Locally led adaptation cannot occur in isolation from broader adaptation and development policymaking, planning, and funding. Recognizing the importance of vertical and horizontal coordination, the examples below showcase how locally led adaptation can support, and be supported by, other goals, initiatives, and stakeholders.

The range of cases shows how locally led adaptation efforts dovetail well with efforts that do not have climate adaptation as their primary goal. The Gungano Urban Poor Fund was not originally established to address climate risks but has funded projects that have contributed to the climate resilience of people living in Zimbabwe’s informal settlements. The Climate Bridge Fund provides services and infrastructure for climate-induced migrants, and MGNREGS is primarily an employment guarantee scheme. The durability of these examples indicates that linking adaptation efforts with other relevant efforts such as access to financial services and employment can support their long-term sustainability and success.

The examples also demonstrate connections with sectoral efforts. For instance, ecosystem conservation and ecosystem-based adaptation are seen in several examples, including the Micronesia Trust Fund, the Critical Ecosystem Partnership Fund, and Mali Tree Aid.

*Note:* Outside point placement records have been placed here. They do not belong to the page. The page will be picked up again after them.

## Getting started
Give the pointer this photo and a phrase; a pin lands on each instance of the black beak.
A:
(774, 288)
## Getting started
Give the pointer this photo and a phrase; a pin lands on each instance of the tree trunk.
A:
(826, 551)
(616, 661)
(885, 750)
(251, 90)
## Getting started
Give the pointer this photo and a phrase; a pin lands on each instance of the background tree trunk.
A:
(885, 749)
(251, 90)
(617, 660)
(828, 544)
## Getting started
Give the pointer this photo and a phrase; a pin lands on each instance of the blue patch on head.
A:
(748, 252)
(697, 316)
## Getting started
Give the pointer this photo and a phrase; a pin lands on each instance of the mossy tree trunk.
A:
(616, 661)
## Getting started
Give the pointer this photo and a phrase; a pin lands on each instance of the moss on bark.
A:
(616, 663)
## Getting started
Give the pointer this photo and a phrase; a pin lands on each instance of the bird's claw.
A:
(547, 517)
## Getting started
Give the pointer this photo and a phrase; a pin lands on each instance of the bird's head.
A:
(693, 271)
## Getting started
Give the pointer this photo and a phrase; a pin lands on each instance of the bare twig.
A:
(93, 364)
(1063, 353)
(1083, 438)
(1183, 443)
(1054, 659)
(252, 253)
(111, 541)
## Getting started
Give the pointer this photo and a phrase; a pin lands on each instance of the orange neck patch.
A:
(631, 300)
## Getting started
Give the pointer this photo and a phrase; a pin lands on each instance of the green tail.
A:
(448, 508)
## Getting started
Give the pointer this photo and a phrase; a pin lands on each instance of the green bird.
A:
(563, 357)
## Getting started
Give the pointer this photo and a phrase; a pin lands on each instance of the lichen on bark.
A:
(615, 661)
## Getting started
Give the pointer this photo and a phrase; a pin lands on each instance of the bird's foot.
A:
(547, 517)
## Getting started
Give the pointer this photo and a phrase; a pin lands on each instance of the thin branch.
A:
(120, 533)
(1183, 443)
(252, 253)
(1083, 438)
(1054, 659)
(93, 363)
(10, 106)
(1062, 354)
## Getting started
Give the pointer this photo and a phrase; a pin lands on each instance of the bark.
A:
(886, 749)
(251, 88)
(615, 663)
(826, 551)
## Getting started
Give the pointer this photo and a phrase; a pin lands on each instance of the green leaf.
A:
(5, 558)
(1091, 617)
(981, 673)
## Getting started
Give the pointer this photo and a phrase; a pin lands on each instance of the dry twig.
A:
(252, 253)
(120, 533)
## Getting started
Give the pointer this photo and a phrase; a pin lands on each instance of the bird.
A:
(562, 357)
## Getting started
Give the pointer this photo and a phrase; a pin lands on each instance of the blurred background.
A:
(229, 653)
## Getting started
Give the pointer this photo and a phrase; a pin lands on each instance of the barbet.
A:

Although locally led adaptation interventions must be implemented at the local level, they require the support of multiple layers of planning, policymaking, and alignment across levels of government. For instance, for Kenya’s County Climate Change Fund, the county plays a facilitative rather than decisive role in supporting the ward priorities, while community members elect representatives to ward-level committees to help ensure that local priorities are reflected. The county-level government committees also lack veto power over decisions made at the ward level.

Collaboration among funders, governments, and local actors can support transfer of power and ownership of decision-making to the local level. In Nepal, the Local Adaptation Plans of Action were initially undertaken by development agencies but are now integrated and mainstreamed into the local governments’ planning and budgeting processes. A close partnership among development agencies, government, and local stakeholders facilitated the successful pilot, iteration, and scaling of LAPA.